Happy Valentine’s Day! Dad and I are thinking about you. I’m collecting links of cute valentine’s ideas for when it’s time to make some for your classmates. No boxed cartoon character Valentine’s for us! Someone gave us a bed for you this weekend. We haven’t had time to move furniture around, so it’s sitting in pieces in two rooms of our house, but we have it. We’re starting to get ready for your arrival.
We sent our paperwork over to Thailand. It’s probably still in transit, but someday soon, it will be sitting on the desk of someone who has the awesome responsibility of putting you and me together. We’ve been told that it could be months or it could be years until that happens. Geez, we’re having some serious discussions with God about it being years, but we know that He’s aware of the situation. (Sometimes He has to remind me.)

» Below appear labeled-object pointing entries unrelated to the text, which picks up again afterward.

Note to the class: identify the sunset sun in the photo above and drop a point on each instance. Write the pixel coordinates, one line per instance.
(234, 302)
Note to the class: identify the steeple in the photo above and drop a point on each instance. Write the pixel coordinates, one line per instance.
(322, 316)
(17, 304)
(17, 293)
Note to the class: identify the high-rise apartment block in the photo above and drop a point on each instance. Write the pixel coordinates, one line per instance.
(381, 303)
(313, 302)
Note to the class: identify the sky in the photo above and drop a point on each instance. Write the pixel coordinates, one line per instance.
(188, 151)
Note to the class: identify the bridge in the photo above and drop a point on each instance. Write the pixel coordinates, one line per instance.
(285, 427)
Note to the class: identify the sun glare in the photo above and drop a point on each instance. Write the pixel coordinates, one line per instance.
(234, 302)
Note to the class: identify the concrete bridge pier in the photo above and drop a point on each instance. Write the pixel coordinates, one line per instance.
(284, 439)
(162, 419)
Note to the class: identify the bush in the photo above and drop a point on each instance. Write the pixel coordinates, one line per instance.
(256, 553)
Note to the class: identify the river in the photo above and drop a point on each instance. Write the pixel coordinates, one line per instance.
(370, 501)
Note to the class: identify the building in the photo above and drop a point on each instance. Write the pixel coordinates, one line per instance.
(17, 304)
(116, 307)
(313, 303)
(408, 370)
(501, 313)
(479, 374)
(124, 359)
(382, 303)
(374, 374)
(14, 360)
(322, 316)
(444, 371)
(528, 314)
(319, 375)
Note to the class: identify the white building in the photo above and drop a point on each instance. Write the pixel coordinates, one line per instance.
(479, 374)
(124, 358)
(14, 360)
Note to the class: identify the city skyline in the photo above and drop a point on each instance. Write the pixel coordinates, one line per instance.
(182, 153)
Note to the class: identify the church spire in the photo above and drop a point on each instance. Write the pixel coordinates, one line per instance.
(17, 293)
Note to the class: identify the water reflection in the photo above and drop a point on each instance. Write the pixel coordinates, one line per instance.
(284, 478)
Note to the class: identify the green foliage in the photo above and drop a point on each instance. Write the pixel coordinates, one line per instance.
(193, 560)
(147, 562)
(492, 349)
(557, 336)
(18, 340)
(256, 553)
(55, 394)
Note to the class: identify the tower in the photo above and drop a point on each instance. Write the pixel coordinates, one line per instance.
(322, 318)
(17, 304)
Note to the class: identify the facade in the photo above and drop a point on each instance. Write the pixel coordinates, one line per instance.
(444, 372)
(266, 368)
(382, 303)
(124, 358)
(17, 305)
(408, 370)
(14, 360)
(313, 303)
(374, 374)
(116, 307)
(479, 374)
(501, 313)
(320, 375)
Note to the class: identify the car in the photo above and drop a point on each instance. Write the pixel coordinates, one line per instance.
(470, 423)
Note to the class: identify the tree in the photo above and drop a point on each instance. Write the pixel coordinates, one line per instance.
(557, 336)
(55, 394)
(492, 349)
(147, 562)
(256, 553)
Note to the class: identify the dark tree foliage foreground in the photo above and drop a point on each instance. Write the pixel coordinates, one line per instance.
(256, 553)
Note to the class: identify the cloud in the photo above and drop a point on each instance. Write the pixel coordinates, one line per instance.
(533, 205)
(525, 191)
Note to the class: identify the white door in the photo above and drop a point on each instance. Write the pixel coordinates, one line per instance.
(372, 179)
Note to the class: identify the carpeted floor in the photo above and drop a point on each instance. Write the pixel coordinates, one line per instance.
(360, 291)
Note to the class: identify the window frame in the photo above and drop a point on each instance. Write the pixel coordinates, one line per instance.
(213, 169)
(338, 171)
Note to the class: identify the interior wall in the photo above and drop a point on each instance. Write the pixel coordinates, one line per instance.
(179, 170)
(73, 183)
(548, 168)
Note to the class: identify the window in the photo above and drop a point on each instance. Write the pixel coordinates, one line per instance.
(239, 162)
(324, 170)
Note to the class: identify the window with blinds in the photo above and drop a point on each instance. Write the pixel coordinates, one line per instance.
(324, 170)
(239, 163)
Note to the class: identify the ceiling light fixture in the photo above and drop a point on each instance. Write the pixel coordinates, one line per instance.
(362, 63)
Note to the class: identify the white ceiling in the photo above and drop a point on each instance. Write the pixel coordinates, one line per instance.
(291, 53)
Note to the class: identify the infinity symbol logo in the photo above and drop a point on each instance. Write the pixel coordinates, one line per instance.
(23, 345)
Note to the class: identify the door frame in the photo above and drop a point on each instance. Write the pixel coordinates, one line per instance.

This has been an interesting month. God is starting to awaken something deep within me that I’ve never felt before and it’s all because of you. I can’t say that I never thought about people who felt like they were all alone before we started this adoption process, but I can tell you that your presence somewhere on this earth has made me acutely aware of those around me that have been “abandoned”.
These verses in 2 Corinthians 1 spoke loudly to me this morning:3 Praise be to the God and Father of our Lord Jesus Christ, the Father of compassion and the God of all comfort, 4 who comforts us in all our troubles, so that we can comfort those in any trouble with the comfort we ourselves receive from God.
I think I’m finally getting it. I think God is finally showing me how to tap into His eternal love- a love that is so vast and runs so deep that it defies all explanation. It’s not a love of obligation (“You’re family”) or a love of convenience (“I need you so I love you”). It’s a love that says, “I want to carry your burdens. I want to walk beside you, even through the hard times. I am committed to you, whatever the cost.”
Through you, little one, I’ve just gotten a taste of this love and I’m already hooked. In the past three weeks, I’ve had to stop myself from signing up to mentor a human-trafficking survivor and from “adopting” an 18 year old out of the foster care system so they have someplace to go at Christmas and someone to call when they don’t know what allergy medicine to take. One of my ESL students yesterday told me that she had to flee Sudan to Kenya when she was 12 without her parents. She hasn’t seen her parents since. She’s 21 now and she’s alone. I had to sit on my hands and bite my tongue from offering right then and there for her to come live with us.
I’m not saying that we’ll never do those things, but God is asking me to be patient. He wants me to do what I can. He’s asking me to love those that He’s already put in my life because someday (hopefully) soon, you’ll be here and, for a little bit, you will require my whole attention.
Gosh, I love you. More deeply and powerfully than I could have ever imagined.
I’m praying that you feel loved today, little one.